Es ist gerade einmal eine Woche her, da standen sich beide Mannschaften zuletzt gegenüber. Nun folgte Teil 2 des Back-to-Back-Derbies gegen den TV Derendingen 4. Die sogenannten TVD Allstars hatten in der Vorwoche noch eine schmerzhafte 45:75 Niederlage gegen den Schläfer vom Neckar hinnehmen müssen. Dies sollte sich dieses Mal nach ihrem Geschmack aber nicht wiederholen. Zwar ging es in dieser Partie vor allem um die oft zitierte Ehre, mit einem Auge schielten die Gäste aus der Tübinger Vorstadt aber auch noch auf die symbolisch existierende „Goldene Ananas“. Dieser Meistertitel ist ein Ehrentitel und Meister muss man ja erstmal werden. Die Schläfer vom Neckar peilen aber dasselbe Ziel an, weshalb sie sicher kein Spiel einfach so verloren geben. Schon gar nicht ein Derby! Dennoch standen die Zeichen vor der Begegnung nicht gerade gut. Mit Fabian Herwig (Urlaub im fernen Afrika) und Patrick „Matze“ Schaefer fehlten nicht nur zwei sehr sympathische Menschen, sondern auch gleich durchschnittlich 30 Schläfer-Punkte. Und auch sonst kündigten sich nicht viele Schläfer für das Derby an. Gianni Greco ließ sich aber etwas einfallen und kaufte kurzfristig einen Neuzugang aus Leverkusen ein. Dieser hatte sich zufällig auf der Schläfer-Website verlaufen und wurden gleich in die Trainingshalle der Tübinger Basketballer entführt. Am Ende eines harten Work-Out-Programms wurde Ilias El Aita dann ein Vertragsangebot unterbreitet. Noch schwindelig im Kopf von Thomas Hofmanns Dreipunkt-Festival unterschrieb er dann auch gleich den Knebelvertrag. Somit war er dann auch gleich für das Derby gegen den TVD einsatzbereit.

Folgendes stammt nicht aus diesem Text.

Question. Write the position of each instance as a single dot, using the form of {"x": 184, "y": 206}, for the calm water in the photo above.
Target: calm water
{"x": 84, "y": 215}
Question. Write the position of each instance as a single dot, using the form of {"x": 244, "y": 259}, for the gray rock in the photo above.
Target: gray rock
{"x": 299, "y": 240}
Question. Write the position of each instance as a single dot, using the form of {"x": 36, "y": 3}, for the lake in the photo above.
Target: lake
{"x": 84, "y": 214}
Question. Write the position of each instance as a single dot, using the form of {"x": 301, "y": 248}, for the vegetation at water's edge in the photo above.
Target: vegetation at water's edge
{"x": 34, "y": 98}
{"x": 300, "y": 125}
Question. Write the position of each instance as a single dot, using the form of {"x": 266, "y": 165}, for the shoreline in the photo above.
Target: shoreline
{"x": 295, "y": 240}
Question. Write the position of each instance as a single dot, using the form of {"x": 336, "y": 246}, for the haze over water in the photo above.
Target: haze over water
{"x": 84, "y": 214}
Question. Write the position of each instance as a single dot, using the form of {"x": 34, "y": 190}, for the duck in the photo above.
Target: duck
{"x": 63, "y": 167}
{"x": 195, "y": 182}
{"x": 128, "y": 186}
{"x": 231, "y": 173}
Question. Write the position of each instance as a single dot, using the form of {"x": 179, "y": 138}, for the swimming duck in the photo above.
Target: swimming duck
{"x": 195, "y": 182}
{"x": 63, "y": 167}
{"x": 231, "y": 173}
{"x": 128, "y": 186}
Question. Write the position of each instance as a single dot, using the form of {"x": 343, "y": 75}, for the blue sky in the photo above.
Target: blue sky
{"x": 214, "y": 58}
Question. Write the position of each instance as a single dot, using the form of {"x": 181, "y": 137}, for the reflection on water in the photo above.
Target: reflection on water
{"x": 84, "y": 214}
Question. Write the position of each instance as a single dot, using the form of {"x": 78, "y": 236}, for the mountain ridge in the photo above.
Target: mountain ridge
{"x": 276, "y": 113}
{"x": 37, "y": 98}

In der Starting Five fand man Ilias dann aber noch vergeblich. Das Trainergespann Greco/Küper setzte noch auf die altbewährten Kräfte. Unter den Körben sollten Steffen Bosch und Nils Gottfried für Wirbel sorgen. Die Flügelpositionen besetzten Stefan Kehrer und Stilian Manevski, der damit übrigens zum ersten Mal in der Startformation der Schläfer wiederzufinden war. Coach Greco kümmerte sich dann wie gewohnt um den Spielaufbau. Die Bank wurde dann von Coach Küper, Alessandro Pricci und Ilias El Aita warm gehalten. Der Sprungball gehörte Boscho und seinen SV-Mannschaftskollegen. Und die Schläfer legten mit Vollgas los. Waren sie in der Vorwoche noch zu Beginn mot 0:7 ins Hintertreffen geraten, so waren sie dieses Mal deutlich wacher. Schnell war ein 12:0 auf der Anzeigetafel der Tübinger Uhlandhalle zu lesen. Damit hatten nichtmal die Gastgeber selbst gerechnet. Obwohl der TVD mit einer sehr veränderten Formation an den Start ging, die eigentlich einen sehr fähigen Eindruck erweckte, konnten sie in dieser Phase keine Akzente setzen. Dies ging so bis zur fünften Spielminute, dann riss aber erstmal irgendwie der Faden der Schläfer. Im Zusammenhang mit Foulproblemen mussten die Hausherren die Aufstellung umstellen, was leider zu einem negativen Effekt führte. Innerhalb von drei Minuten konnten die Gäste einen 11-Punkte-Rückstand zu einem knappen 18:20-Defizit verwandeln. Die Viertelpause sollte dann erstmal wieder zum Kräftesammeln genutzt werden, denn der letzte Korb der Schläfer wurde bereits in der sechsten Spielminute durch Ilias per Freiwurf erzielt. Das war eine gefühlte Ewigkeit her.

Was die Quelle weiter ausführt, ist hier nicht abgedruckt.